The structure looks pretty solid to me.  Previously, I think I used a ```class``` parameter that is too generic so it picked up on a lot of the stuff we don't really need.

### Scraping Job Contents

Let's start scraping the job content.  I created a iterable ```job_cards``` containing all job related content by specifying unique parameters.  I used a FOR loop to iterate through all ```job_cards```, extracting job titles, company names, and apply links using ```.find()``` method.

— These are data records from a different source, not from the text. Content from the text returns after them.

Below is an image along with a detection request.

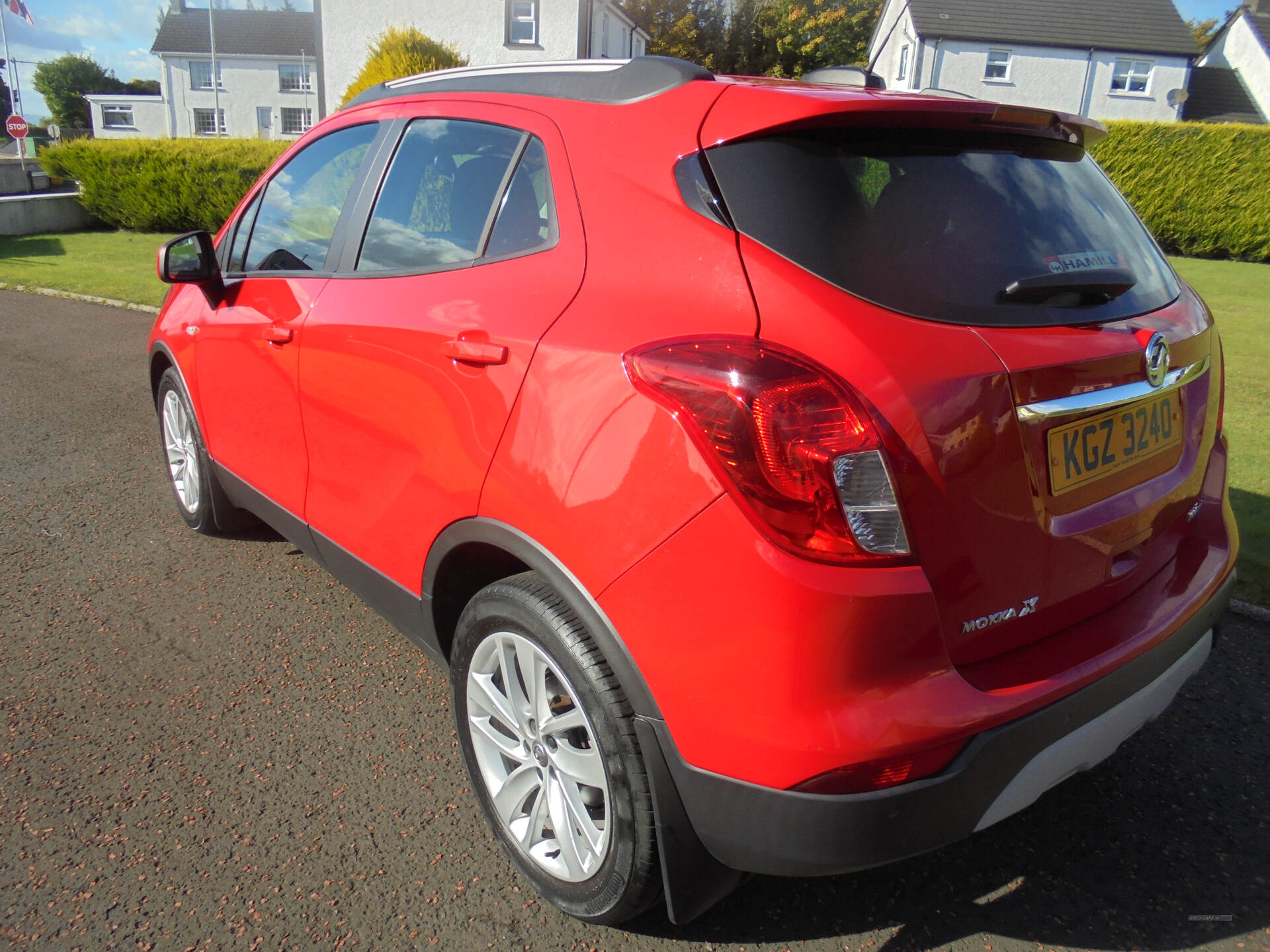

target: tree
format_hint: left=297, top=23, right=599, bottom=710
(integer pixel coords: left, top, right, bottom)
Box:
left=1186, top=18, right=1223, bottom=50
left=341, top=26, right=468, bottom=105
left=33, top=54, right=127, bottom=130
left=625, top=0, right=881, bottom=76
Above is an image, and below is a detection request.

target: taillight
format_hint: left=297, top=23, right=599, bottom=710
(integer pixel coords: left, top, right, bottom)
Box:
left=625, top=338, right=911, bottom=565
left=790, top=740, right=965, bottom=793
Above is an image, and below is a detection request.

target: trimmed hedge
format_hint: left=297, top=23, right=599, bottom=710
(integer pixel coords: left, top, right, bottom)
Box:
left=1089, top=120, right=1270, bottom=262
left=40, top=138, right=290, bottom=233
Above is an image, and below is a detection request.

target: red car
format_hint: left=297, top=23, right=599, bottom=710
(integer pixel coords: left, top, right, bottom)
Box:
left=150, top=57, right=1238, bottom=923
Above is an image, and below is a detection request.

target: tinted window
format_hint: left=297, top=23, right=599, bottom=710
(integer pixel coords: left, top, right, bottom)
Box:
left=357, top=119, right=523, bottom=270
left=485, top=138, right=556, bottom=258
left=707, top=130, right=1179, bottom=325
left=246, top=123, right=378, bottom=270
left=226, top=189, right=264, bottom=272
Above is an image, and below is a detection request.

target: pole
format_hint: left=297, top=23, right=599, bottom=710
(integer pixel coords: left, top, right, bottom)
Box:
left=300, top=47, right=312, bottom=131
left=0, top=9, right=30, bottom=184
left=207, top=0, right=221, bottom=138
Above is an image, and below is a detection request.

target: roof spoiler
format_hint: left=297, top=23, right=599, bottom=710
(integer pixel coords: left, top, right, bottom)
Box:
left=344, top=56, right=714, bottom=109
left=802, top=66, right=886, bottom=89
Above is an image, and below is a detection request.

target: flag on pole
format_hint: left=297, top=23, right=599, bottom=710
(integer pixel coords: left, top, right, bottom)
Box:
left=5, top=0, right=36, bottom=26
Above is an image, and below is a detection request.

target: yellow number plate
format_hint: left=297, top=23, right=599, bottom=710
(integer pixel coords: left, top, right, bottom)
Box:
left=1045, top=391, right=1183, bottom=496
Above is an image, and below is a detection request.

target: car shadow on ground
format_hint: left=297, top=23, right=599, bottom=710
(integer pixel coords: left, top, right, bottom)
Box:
left=624, top=615, right=1270, bottom=952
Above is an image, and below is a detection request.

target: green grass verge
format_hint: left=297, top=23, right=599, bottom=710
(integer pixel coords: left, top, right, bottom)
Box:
left=0, top=231, right=1270, bottom=606
left=0, top=231, right=171, bottom=307
left=1172, top=258, right=1270, bottom=606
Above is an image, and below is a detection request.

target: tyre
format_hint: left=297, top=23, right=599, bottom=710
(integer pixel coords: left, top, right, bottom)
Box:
left=451, top=573, right=660, bottom=926
left=155, top=367, right=253, bottom=536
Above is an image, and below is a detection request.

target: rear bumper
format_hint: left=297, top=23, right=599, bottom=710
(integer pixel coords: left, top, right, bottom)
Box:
left=645, top=573, right=1234, bottom=876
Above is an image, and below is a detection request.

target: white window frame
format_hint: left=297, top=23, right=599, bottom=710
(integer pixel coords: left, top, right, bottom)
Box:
left=278, top=105, right=314, bottom=136
left=983, top=47, right=1015, bottom=83
left=102, top=103, right=137, bottom=130
left=189, top=60, right=225, bottom=89
left=278, top=62, right=314, bottom=93
left=507, top=0, right=538, bottom=46
left=189, top=106, right=226, bottom=136
left=1107, top=58, right=1156, bottom=97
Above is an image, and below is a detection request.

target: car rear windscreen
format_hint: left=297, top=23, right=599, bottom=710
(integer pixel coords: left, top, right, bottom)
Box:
left=706, top=128, right=1180, bottom=326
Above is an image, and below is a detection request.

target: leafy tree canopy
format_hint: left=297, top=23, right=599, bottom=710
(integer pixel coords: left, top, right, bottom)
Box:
left=341, top=26, right=468, bottom=105
left=33, top=54, right=131, bottom=130
left=625, top=0, right=881, bottom=77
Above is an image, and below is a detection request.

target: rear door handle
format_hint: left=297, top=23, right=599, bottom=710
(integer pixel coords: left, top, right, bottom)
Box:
left=441, top=339, right=507, bottom=364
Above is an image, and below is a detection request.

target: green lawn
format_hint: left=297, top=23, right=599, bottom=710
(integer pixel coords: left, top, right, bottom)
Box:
left=0, top=231, right=1270, bottom=606
left=1172, top=258, right=1270, bottom=606
left=0, top=231, right=171, bottom=306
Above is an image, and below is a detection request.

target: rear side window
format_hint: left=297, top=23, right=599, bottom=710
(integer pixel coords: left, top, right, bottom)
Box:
left=706, top=130, right=1179, bottom=326
left=238, top=123, right=378, bottom=272
left=357, top=119, right=555, bottom=273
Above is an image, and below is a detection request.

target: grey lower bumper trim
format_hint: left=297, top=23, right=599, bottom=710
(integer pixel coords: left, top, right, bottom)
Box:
left=974, top=631, right=1213, bottom=832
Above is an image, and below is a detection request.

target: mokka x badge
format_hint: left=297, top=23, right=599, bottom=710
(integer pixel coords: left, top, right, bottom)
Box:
left=961, top=595, right=1040, bottom=635
left=1146, top=333, right=1168, bottom=387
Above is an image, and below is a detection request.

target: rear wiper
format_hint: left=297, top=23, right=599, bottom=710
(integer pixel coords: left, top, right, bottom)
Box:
left=997, top=268, right=1138, bottom=307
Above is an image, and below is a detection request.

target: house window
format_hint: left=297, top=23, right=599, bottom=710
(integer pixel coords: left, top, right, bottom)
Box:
left=282, top=106, right=314, bottom=136
left=278, top=62, right=312, bottom=93
left=983, top=50, right=1009, bottom=80
left=102, top=105, right=134, bottom=130
left=1111, top=60, right=1151, bottom=93
left=194, top=109, right=225, bottom=136
left=507, top=0, right=538, bottom=46
left=189, top=60, right=225, bottom=89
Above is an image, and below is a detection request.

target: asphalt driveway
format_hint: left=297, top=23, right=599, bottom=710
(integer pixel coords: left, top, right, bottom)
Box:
left=0, top=292, right=1270, bottom=952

Notice here finding the company name is much more difficult.  The company name is a sub-text underneath each of the job card and is grouped together long with tags the job is tied with.  When I extracted the text from the HTML element, I also extracted the blank spaces and tags the job is associated with.  I had to use ```.split()``` method to turn the text into a list of strings and then index it to print out the correct text.

In [None]:
# Create iterable containing all job postings
job_cards = results.find_all("a", class_ = "card m-0 border-left-0 border-right-0 border-top-0 border-bottom")

for job in job_cards:
    # Print out job title
    title = job.find("span", class_ = "font-weight-bold larger")
    print(title.text.strip())
    # Print out company 
    sub_text = job.find("p", class_ = "m-0 text-secondary").text.strip() 
    sub_text_split = sub_text.split("\n") # Company name split from the rest of sub_text via a new line "\n"
    print(sub_text_split[0]) # Company name is first so print the first from the list of strings we splited
    # Print job apply links
    job_url = job["href"]
    print(f"Apply: https://remote.co{job_url}\n") # Need to put the front of URL because it 


### Filtering specific jobs

1. Selecting only full stack jobs
2. Select only jobs that are high-paying

In [None]:
# Select only "Full Stack" jobs

# Create iterable containing all job posting with "Full Stack" in job title
full_stack_jobs = results.find_all(
    "span", class_ = "font-weight-bold larger", 
    string = lambda text: "fullstack" in text.lower() or # take into account different ways of writing full stack
    "full stack" in text.lower() or 
    "full-stack" in text.lower()
    )

# List comprehension up the hiearchies to extract element that encompasses all content
job_cards = [
    elements.parent.parent.parent.parent.parent.parent for elements in full_stack_jobs
]

# Print out all job info
for job in job_cards:
    # Print out job title
    title = job.find("span", class_ = "font-weight-bold larger")
    print(title.text.strip())
    # Print out company - **note: see below code block why I chose to do this...
    sub_text = job.find("p", class_ = "m-0 text-secondary").text.strip() 
    sub_text_split = sub_text.split("\n") # Company name split from the rest of sub_text via \n
    print(sub_text_split[0]) # Company name is first so print the first from the list of strings we splited
    # Print job apply links
    job_url = job["href"]
    print(f"Apply: https://remote.co{job_url}\n") # Need to put the front of URL because it 

In [None]:
# Select only jobs with high-paying tags
high_pay_jobs = results.find_all(
    "small", string = lambda text: "high-paying" in text.lower()
)

# Use list comprehension to select parent elements
job_cards = [
    elements.parent.parent.parent.parent.parent.parent.parent for elements in high_pay_jobs
]

# Print out all relevant info
for job in job_cards:
    title = job.find("span", class_ = "font-weight-bold larger")
    print(title.text.strip())
    sub_text = job.find("p", class_ = "m-0 text-secondary").text.strip()
    sub_text_split = sub_text.split("\n")
    print(sub_text_split[0])
    job_url = job["href"]
    print(f"Apply: https://remote.co{job_url}\n")


Awesome.  I hope everything worked.  Now we filtered out which jobs are high-paying so we know which jobs we should probably aim for if we wanna get that bag.  Thanks for following along!